The Dragon King, from the world of the dead, accused the emperor of having failed in his word, having obtained death himself because of it. Tàizōng began to suffer from nightmares where he saw ghosts, fell ill and died. Just before his death, one of his ministers handed him a letter to a late friend of his, Cuī Jué 崔瑴, who had served the previous emperor, Tàizōng's father. He took the letter with him to the underworld.
On the way to the underworld, Cuī Jué went out to receive the late emperor, who handed him the letter. In it, Cuī, who was now a magistrate in the Region of Darkness, was asked to intercede for the emperor.
After crossing the Ghost Gate (鬼門關 guǐ mén guān), the emperor meets his two deceased brothers, whom he himself had killed. They begin to beat him crying out for revenge until a guardian spirit separates them.
When Tàizōng, led by Cuī Jué, arrives before the courts of the underworld, the Ten Kings bow to him, as befits before the Son of Heaven (天子 Tiānzǐ). Then, everyone sits following the etiquette as hosts and guest.
The Ten Kings apologized to the monarch, saying that they knew the Dragon King was guilty but had been forced by protocol to summon the emperor. Then, they sent Judge Cuī for the records where the years of life of each person were specified. Cuī Jué, seeing that in the book it was written that the sovereign should die that same year, the thirteenth of his reign, modified the number thirteen changing it to thirty-three, thus extending Tàizōng's life span by twenty years.
Seeing the book with the modified number, the Ten Kings ordered Tàizōng's return to the world of the living. In gratitude, he promised to send them "southern melons" (南瓜 nánguā, that is, pumpkins), something they were lacking in the underworld.
As one only could leave the world of the dead through the cycle of transmigration, Tàizōng, accompanied by Cuī, had to go through hell before he could return. What he saw in hell horrified him.
Later, crossing the bridge over the Nàihé5 奈何 River, they reached a city where they found unattended ghosts whose cries begging for salvation moved Tàizōng, who promised to make offerings to these beings once he was back to life.
After a long journey, they reached the junction of the Six Paths of Transmigration, where the six realms of existence converge. Tàizōng returned to the world of the living and made sure to tell what he had seen, so that his subjects would cultivate virtue and follow the Buddha's law.
According to oral tradition, the offerings that Tàizōng made on his return from the underworld would have been the origin of the custom of burning paper objects as an offering to the dead. Historical records show that by the same time paper money offerings (紙錢 zhǐ qián) were already being made.
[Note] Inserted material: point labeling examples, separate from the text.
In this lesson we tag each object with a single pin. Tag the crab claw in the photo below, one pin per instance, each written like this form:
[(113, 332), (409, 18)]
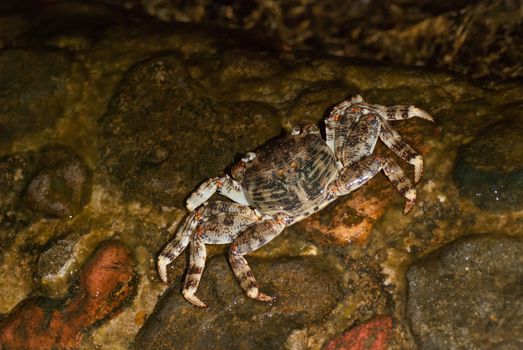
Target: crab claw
[(264, 297)]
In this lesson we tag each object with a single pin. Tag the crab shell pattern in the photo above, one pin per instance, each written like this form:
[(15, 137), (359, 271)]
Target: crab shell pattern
[(287, 180)]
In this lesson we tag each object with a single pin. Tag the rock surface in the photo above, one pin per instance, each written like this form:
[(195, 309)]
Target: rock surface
[(144, 111), (62, 184), (467, 295), (489, 169), (105, 282), (304, 294), (371, 335)]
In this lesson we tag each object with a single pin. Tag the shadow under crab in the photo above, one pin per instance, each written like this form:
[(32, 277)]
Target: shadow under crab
[(287, 180)]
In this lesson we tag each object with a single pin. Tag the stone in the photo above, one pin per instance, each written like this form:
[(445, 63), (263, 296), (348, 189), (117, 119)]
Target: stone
[(305, 293), (16, 170), (34, 90), (62, 186), (150, 159), (489, 169), (373, 334), (467, 295), (106, 282)]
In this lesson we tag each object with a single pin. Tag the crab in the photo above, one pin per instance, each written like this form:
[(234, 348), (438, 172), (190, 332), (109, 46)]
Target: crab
[(287, 180)]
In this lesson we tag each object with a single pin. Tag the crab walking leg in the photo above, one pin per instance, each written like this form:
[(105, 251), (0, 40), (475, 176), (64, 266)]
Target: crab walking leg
[(177, 245), (362, 171), (338, 116), (251, 239), (399, 112), (357, 175), (195, 271), (394, 141), (225, 185), (219, 218), (360, 140)]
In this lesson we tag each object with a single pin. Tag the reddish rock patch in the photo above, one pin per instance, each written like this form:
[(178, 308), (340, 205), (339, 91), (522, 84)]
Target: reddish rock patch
[(352, 220), (106, 281), (371, 335)]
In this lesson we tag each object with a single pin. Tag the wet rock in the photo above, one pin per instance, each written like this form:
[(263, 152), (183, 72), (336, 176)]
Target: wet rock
[(15, 173), (56, 265), (489, 169), (305, 294), (467, 295), (34, 89), (147, 136), (371, 335), (62, 185), (105, 282)]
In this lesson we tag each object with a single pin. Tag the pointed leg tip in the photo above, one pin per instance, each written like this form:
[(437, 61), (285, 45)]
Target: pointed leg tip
[(193, 299), (162, 268), (420, 113), (408, 206), (418, 168)]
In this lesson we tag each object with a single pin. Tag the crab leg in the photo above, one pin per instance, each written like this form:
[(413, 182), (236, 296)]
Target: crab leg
[(225, 185), (360, 140), (177, 245), (337, 123), (394, 141), (362, 171), (195, 271), (214, 223), (252, 238), (201, 218), (399, 112)]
This "spiritual money" that was burned began as an imitation of metals and silk made of paper, before paper money was invented in the ninth century.
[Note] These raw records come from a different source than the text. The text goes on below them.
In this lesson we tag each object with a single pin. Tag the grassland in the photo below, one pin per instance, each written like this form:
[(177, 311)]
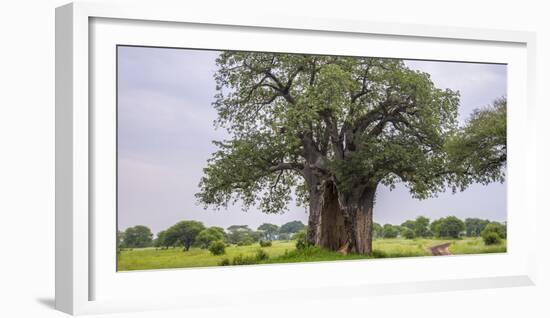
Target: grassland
[(285, 252)]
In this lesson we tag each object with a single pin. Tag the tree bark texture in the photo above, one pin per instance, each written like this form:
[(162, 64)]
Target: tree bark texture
[(341, 222)]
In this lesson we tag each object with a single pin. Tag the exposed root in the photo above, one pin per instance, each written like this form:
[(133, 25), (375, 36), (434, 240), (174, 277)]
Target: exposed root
[(344, 250)]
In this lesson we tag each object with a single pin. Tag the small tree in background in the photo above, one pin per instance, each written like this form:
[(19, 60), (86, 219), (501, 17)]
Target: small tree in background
[(494, 227), (217, 247), (450, 227), (407, 233), (420, 227), (292, 227), (184, 233), (390, 231), (377, 230), (301, 239), (160, 240), (137, 236), (269, 230), (209, 235), (474, 226)]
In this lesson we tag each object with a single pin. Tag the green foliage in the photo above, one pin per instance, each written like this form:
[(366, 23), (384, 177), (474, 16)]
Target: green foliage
[(477, 152), (269, 230), (217, 247), (407, 233), (390, 231), (209, 235), (287, 113), (408, 224), (225, 262), (491, 238), (137, 236), (242, 235), (160, 240), (265, 243), (450, 227), (474, 226), (261, 255), (301, 239), (286, 252), (284, 236), (420, 227), (494, 227), (183, 233), (377, 231), (292, 227)]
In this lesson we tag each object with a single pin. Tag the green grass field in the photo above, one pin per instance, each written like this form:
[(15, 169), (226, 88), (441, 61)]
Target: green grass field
[(285, 252)]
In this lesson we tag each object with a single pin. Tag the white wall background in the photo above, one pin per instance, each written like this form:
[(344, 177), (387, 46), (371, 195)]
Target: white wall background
[(27, 159)]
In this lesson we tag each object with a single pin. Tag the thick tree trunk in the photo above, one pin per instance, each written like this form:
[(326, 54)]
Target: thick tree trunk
[(358, 219), (326, 222), (341, 222)]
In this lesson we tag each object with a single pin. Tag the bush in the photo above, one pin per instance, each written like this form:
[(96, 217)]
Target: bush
[(265, 243), (407, 233), (225, 262), (244, 260), (301, 239), (390, 231), (217, 248), (245, 242), (261, 255), (491, 238), (494, 227)]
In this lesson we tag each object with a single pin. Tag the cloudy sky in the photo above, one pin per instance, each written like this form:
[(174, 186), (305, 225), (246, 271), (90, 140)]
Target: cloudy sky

In the twelfth century, paper sculptures as an offering of all kinds (houses, money, horses) was already common. These offerings were intended to ensure the deceased a stay as pleasant as possible in the underworld, and to allow him or her to enjoy the same comforts enjoyed by the living.
The exoticism of the Buddhist construction of the underworld disappeared over time, and the Chinese people ended up becoming familiar with that description. The various punishments inflicted by the acolytes of the ten kings were well known in the late imperial era, and the temples of the tutelary deity of the locality housed graphic representations of the underworld, as well as of the heinous punishments that were applied.
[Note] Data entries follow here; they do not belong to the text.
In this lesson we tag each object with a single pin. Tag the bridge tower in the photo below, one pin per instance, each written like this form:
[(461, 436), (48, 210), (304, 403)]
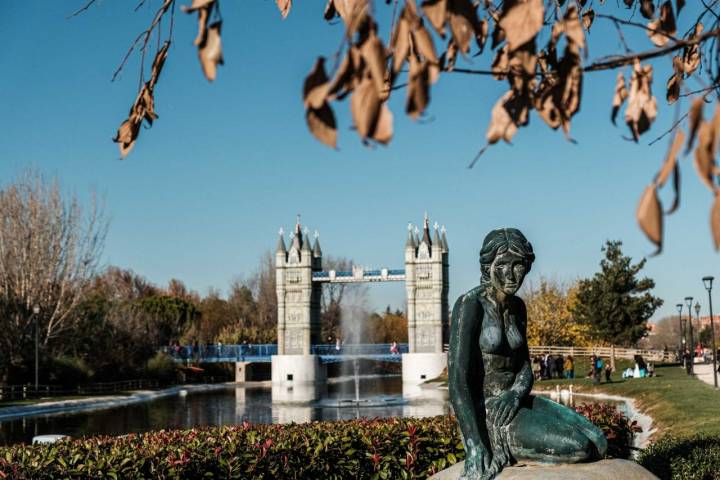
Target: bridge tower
[(298, 299), (427, 285)]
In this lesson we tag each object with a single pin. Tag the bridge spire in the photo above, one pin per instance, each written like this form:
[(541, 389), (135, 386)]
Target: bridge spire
[(426, 231), (281, 242), (317, 252)]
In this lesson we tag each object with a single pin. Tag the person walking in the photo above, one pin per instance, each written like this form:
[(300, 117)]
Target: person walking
[(569, 368)]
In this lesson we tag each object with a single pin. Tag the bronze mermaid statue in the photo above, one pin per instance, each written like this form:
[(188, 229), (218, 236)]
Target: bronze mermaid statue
[(490, 376)]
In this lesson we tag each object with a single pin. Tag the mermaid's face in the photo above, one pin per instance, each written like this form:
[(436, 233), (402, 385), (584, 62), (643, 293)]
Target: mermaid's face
[(507, 273)]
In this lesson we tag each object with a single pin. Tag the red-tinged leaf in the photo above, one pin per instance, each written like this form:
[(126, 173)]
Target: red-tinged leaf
[(365, 106), (649, 216)]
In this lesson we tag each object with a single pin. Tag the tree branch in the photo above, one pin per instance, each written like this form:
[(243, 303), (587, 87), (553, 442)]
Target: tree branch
[(659, 52), (87, 5)]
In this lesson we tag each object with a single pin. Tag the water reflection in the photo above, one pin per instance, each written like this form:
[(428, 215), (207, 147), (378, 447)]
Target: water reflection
[(235, 405)]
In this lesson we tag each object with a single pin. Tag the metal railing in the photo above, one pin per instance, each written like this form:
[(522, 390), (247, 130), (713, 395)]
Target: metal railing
[(263, 352), (358, 349), (229, 353), (616, 352)]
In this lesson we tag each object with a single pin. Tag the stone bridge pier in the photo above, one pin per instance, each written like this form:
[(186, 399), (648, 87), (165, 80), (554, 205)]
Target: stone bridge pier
[(299, 280)]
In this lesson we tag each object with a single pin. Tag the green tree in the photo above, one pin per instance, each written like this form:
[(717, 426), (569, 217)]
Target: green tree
[(615, 302)]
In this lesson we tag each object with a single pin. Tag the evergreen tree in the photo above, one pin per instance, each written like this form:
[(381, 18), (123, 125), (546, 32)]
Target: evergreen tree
[(615, 303)]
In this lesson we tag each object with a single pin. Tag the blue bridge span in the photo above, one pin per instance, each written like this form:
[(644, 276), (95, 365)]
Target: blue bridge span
[(328, 353)]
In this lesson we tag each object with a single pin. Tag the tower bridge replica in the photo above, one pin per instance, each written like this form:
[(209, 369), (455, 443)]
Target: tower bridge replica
[(300, 277)]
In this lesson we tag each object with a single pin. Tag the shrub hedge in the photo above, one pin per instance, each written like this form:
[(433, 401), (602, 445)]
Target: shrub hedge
[(363, 449), (694, 458), (394, 448)]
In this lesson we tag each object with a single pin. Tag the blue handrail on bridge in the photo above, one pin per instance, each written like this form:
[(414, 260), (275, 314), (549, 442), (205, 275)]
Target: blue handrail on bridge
[(328, 353)]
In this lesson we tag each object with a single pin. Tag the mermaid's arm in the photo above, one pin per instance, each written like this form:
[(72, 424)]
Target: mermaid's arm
[(524, 379), (465, 378)]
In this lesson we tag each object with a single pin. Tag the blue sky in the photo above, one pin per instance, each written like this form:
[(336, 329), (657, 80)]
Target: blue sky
[(205, 190)]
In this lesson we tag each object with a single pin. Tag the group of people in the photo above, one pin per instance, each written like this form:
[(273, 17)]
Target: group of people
[(548, 366)]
1. We will return to this point in detail in the following article, which will deal with premature death or "death in vain" (枉死 wǎng sǐ).
2. Huángquán 黄泉 or "Yellow Springs" is another name for the world of the dead.
3. Yánluó is the abbreviation of the transliteration of Yamarāja (Yánmó Luóshè 閻魔羅社), the deity of death of the Indian Buddhist tradition.
4. Some narratives tell us that Mùlián's mother was reborn in hell, rather than among the hungry ghosts.
5. We will return to this part of the underworld in a future article.